Sertraline has been the only SSRI studied at higher doses. The results of these studies are generally consistent with the concentration-dependent nature of such inhibition. Sertraline at 100mg/day in two separate studies produced a 0-5% increase in plasma levels of a CYP206 substrate and at 150mg/day in two other studies produced a 54-70% increase Table 4.

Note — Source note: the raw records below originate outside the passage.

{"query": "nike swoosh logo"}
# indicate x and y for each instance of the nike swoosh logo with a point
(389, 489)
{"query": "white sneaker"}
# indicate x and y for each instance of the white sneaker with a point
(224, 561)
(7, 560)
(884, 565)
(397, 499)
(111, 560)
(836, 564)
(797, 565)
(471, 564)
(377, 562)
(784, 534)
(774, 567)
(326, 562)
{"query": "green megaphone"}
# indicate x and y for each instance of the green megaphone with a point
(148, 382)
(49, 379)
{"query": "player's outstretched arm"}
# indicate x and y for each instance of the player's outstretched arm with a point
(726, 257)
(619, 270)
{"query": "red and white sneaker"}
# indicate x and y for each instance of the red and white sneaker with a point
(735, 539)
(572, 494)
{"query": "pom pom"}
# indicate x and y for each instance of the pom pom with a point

The effect of the various SSRIs on CYP2D6 has also been assessed in terms of the change in dextromethrophan to dexorphan ratio or the conversion of CYP2D6 extensive metabolizers (Ems) to a phenocopy of CYP2D6 "poor" metabolism (PM) status Table 4. Both of these approaches have also demonstrated an appreciable different between fluoxetine and paroxetine on one hand and fluvoxamine and sertraline on the other. For example, over 60% of CYP2D6 extensive metabolizers (EMs) are converted to PM status under dosing conditions which approximate 20mg/day of fluoxetine or paroxetine given to steady-state versus 0% for fluvoxamine or sertraline dosed at 100mg/day to steady-state conditions.
Several studies have also been done testing the effects of the different SSRIs on CYP3A3/4 substrates. The results with this enzyme are consistent in several ways with those predicted based on the in-vitro data. First, fluvoxamine and fluoxetine produced the greatest effect, but the magnitude was quite modest, both in comparison to the effect of these SSRIs on other P450s and in comparison to the effects of inhibitors such as ketoconazole on CYP3A3/4 (93). The CYP3A3/4 substrates that have been used in these studies include alprazolam, carbamazepine, and terfenadine. In studies using alprazolam as a substrate, fluvoxamine produced a 100% increase in alprazolam plasma levels (32), fluoxetine a 26–33% increase(42,61), and sertraline had no effect (76). In studies that used carbamazepine as a substrate, there was a reported 30–70% increase with fluvoxamine (15, 34), while paroxetine and sertraline had no effect (3, 81). Fluoxetine produced a 27% increase, which is an underestimatim since the dosing strategy used produced plasma levels of fluoxetine and norfluoxetine below those that would be expected at steady-state with a dose of 20 mg/day (43). Paroxetine and sertraline also had no effect on terfenadine plasma levels in two separate studies (76).
Thus, the in-vivo work with SSRIs demonstrates the value of the in-vitro modeling approach. The fact that there is also consistency between studies in terms of the effects of different SSRIs on different substrates for the same P450 enzyme further confirms the generalizability of the studies. This is important, since time and expense prohibit individually testing the effect of a drug on every substrate for a P450 enzyme. Since the results generalize as expected, the clinician can use the result with one P450 enzyme substrate as a general indication of whether and to what extent a dose adjustment is needed when he prescribes a specific P450 enzyme inhibitor for a patient who is already on a drug that is principally dependent on that P450 enzyme for its clearance.
In summary, the research examining the effects of P450s on psychiatric medications and vice versa has multiple implications for psychopharmacology, from the drug development process to the safe and effective use of the medications in clinical practice.